Too many of the senior members of the industry are not open to change and are set in their ways, perhaps to the detriment not only of those entering the industry but to the industry as a whole.

It isn't all what people make it out to be... It's very hard to get into the construction sector at the moment and while I think that the market will eventually pick up, god knows when.

Annoyed that no one will take a chance, and disappointed with them.

I am afraid that it will take years to recover from the current recession. That is why I have recently decided to permanently leave the UK and continue my further studies both in Scandinavia and Hong Kong.

Very twitchy.. not a safe bet for long term employment.

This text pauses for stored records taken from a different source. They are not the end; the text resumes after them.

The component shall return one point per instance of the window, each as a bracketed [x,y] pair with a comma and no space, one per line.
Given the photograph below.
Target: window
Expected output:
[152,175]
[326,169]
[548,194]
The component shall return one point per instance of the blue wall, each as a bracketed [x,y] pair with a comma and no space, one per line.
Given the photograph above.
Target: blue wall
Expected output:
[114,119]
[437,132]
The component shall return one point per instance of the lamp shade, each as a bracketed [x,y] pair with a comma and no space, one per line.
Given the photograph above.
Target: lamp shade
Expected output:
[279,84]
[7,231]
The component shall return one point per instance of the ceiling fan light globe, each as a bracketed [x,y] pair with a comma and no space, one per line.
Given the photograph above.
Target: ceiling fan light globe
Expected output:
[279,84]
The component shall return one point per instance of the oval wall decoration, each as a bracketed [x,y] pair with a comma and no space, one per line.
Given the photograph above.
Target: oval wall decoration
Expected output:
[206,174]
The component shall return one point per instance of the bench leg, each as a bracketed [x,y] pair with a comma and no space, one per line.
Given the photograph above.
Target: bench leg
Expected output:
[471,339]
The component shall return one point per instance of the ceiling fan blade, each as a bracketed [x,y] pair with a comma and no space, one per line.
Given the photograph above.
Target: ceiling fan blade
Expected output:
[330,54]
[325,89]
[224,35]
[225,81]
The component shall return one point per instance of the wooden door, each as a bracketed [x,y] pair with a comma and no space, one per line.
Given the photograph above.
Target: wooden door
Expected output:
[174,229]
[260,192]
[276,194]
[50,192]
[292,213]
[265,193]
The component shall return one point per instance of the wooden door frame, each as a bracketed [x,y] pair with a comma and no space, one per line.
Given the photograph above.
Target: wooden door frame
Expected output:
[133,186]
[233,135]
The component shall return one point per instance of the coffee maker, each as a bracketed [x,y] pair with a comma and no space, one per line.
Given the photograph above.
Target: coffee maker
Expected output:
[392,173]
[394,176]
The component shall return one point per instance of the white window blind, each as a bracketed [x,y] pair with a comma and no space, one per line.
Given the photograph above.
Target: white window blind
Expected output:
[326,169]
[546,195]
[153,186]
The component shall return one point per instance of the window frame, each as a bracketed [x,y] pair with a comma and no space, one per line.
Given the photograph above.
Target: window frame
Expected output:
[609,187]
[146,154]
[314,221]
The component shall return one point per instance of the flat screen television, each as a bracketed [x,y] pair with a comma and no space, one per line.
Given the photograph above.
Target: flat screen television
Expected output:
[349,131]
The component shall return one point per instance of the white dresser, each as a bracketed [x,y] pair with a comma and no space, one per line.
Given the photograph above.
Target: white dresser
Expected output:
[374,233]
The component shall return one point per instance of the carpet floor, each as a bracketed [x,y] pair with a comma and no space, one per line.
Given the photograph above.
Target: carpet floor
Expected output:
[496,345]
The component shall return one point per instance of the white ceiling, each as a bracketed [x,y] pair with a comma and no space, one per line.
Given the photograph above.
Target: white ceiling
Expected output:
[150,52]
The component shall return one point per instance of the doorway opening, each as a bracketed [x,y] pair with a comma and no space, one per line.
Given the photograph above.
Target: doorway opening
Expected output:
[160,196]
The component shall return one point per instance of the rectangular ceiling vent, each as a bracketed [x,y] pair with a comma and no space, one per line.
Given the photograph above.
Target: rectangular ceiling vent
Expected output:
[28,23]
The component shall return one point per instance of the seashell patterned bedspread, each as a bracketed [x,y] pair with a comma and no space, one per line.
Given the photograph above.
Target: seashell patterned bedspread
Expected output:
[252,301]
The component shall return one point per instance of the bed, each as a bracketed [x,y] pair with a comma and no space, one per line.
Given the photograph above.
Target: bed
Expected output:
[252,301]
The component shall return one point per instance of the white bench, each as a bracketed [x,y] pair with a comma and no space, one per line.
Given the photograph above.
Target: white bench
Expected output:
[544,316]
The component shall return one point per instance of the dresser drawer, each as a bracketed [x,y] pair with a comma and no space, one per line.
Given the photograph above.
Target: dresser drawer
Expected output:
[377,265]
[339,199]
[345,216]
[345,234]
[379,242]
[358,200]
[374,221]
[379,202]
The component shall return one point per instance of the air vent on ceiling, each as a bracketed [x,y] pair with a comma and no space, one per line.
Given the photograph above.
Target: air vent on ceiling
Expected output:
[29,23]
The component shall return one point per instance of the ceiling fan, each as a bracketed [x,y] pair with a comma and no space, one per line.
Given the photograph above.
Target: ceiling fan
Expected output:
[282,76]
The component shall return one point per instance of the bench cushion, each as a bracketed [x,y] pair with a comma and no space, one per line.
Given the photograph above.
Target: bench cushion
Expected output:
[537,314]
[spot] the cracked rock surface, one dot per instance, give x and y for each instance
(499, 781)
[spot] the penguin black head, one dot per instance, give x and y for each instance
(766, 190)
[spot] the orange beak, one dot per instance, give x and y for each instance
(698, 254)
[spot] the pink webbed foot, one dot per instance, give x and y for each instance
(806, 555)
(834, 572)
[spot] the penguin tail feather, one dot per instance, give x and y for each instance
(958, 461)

It is sad to se this happening, it is not what I planned when I stated studying.

Very discriminating. This is a time when being a minority - i.e. female, ethnic origin etc - is even more of an obstacle.

Not bitterness or resentment - the current slump is largely due to factors out of our control. However am reluctant to limit my future employablity to the construction industry. Important to work on skills that are transferable to other lines of work (graphical presentation/desktop processing, CAD and 3D visualisation).

Its hard at the moment, I am yet to see the benefits of all my studying as I've worked as a PQS for 5 years whilst training as well as undertaking a CEM home study course... It's hard to take when your wage is reduced and your morale is knocked but we all have to live and stay motivated.